4. Proses Belajar Mandiri
Inti dari proses belajar mandiri adalah : PDSA (Plan, Do, Study, Act), konsep yang dikembangkan oleh Edward Deming (1994), dengan langkah-langkah sebagai berikut:

a. Siswa secara mandiri menetapkan tujuan
Dengan cara ini para siswa diberi kesempatan untuk menerapkan keahlian personal dan akademik dalam kehidupan sehari-hari dan proses ini membantu mereka mencapai standar akademik yang tinggi.

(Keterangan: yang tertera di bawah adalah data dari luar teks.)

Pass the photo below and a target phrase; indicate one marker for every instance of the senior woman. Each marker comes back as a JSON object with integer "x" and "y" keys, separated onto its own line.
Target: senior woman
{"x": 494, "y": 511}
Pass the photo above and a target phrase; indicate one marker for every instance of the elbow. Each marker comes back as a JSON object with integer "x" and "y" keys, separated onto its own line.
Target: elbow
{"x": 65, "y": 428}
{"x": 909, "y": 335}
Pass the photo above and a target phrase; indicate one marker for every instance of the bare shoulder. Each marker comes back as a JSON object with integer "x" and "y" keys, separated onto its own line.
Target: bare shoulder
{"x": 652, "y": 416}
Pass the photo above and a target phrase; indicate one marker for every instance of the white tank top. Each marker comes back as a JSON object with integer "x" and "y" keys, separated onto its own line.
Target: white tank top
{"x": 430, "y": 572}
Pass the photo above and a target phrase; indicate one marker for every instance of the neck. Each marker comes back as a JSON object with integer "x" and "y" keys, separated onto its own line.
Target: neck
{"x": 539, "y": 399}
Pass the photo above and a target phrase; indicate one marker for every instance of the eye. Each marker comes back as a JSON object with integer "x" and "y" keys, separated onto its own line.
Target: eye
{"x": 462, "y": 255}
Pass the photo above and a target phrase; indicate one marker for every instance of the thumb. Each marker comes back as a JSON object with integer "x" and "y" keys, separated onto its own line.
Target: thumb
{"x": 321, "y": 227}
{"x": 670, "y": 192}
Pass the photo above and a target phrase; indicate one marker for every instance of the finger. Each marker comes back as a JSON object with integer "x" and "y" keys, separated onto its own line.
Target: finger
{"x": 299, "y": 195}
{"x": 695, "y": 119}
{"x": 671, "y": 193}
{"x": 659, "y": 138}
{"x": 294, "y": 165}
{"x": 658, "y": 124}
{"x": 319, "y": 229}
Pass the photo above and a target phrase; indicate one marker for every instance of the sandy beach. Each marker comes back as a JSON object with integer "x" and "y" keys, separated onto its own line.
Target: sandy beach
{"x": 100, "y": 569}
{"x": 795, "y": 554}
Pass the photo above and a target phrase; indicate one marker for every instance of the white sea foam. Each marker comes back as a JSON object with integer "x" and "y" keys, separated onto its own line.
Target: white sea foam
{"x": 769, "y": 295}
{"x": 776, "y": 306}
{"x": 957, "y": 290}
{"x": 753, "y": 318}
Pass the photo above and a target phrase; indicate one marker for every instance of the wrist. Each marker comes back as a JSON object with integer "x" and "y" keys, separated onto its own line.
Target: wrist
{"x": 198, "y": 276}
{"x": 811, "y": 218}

b. Siswa mandiri membuat rencana
Siswa dalam kelompok secara kolektif menentukan langkah-langkah yang akan ditempuh dalam rencana kerja mereka. Hal ini dapat berupa penyelesaian masalah, menentukan persoalan, atau menciptakan suatu projek. Penentuan langkah kerja ini tergantung dari tujuan kelompok. Dalam dinamika kelompok, berbagai keterampilan seperti pengambilan tindaka, bertanya, menganalisis informasi secara kreatif dan kritis, mengemukakan pendapat sekaligus menghargai pendapat orang lain. Kesemua hal  tersebut membantu siswa dalam melakukan pembelajaran mandiri yang lebih matang dan turut membentuk pola pembelajaran sepanjang hayat.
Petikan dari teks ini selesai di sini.